El capítulo definitivo de su vida llegó a principios de la década de los setenta a través del actor Andrés García, con quien mantenía una relación abierta. Anel, cansada de los hombres inestables, le pidió a García que le presentara a alguien con quien casarse. El elegido fue un joven y talentoso intérprete que saboreaba sus primeros éxitos: José Rómulo Sosa Ortiz, conocido universalmente como José José. El flechazo ocurrió de manera fulminante tras la mítica interpretación de “El triste” en el Festival de la Canción Latina. Aunque hubo un distanciamiento inicial debido al breve y escandaloso matrimonio del cantante con la millonaria Kiki Herrera Calles —quien le doblaba la edad—, el destino volvió a unirlos en un momento crítico.
Anel reencontró a José José en una cama de hospital, debilitado por los estragos de una incipiente adicción al alcohol. Movida por el amor y el deseo de rescatarlo, asumió el rol de pareja, mánager y enfermera particular. Tras casarse, la pareja procreó a sus dos hijos, José Joel y Marisol. Durante más de dos décadas, Anel experimentó la doble cara del éxito. Mientras el público adoraba al “Príncipe de la Canción” en la gloria del escenario, ella lidiaba en la intimidad de su hogar con un hombre frágil, asediado por las tentaciones, las fanáticas que invadían su privacidad y un alcoholismo destructivo que provocaba profundas depresiones en el artista y un desgaste físico y emocional absoluto en su familia.
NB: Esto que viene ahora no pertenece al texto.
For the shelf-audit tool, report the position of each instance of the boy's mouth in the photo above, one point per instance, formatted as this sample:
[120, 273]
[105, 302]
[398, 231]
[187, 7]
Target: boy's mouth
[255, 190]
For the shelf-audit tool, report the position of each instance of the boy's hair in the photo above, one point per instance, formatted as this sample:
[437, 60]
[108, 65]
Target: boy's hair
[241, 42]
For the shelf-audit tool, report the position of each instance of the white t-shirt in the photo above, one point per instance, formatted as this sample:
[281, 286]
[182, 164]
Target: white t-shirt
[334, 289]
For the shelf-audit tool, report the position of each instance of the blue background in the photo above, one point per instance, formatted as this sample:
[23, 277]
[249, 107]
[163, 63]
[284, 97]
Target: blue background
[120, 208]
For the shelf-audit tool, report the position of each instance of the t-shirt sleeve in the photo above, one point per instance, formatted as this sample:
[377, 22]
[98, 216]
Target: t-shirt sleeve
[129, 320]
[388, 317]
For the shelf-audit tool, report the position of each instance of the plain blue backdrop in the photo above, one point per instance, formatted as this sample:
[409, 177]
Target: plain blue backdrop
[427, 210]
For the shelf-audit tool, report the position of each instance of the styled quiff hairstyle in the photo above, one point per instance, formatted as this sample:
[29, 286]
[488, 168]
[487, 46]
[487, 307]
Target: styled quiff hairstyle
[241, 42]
Tras 21 años de matrimonio, la relación se desmoronó de forma irreversible en un amargo proceso de divorcio. La polémica persiguió a Anel incluso décadas después, especialmente tras el lanzamiento de la serie biográfica de José José, donde fue retratada como una mujer codiciosa, manipuladora y adicta a las anfetaminas, acusaciones que ella calificó firmemente como una recopilación de mentiras diseñadas para dañar su reputación, defendiendo que siempre cuidó el patrimonio de sus hijos.
Hoy en día, a sus 81 años de edad, los ecos de esa vida intensa y las constantes batallas familiares —incluido el distanciamiento con su hija Marisol— han comenzado a pasarle una factura muy alta a su salud. Recientemente, la alarma se encendió entre sus seguidores tras sufrir un infarto cerebral fulminante que le provocó la pérdida temporal del habla y requirió su traslado de emergencia a un hospital. Aunque la veterana actriz logró salir de la crisis inmediata y se encuentra en proceso de recuperación lidiando con secuelas del habla, diabetes e hipertensión, su situación actual refleja la fragilidad de una mujer que lo dio todo por el amor y el espectáculo, y que hoy mira el pasado con la certeza de haber sobrevivido a su propia leyenda.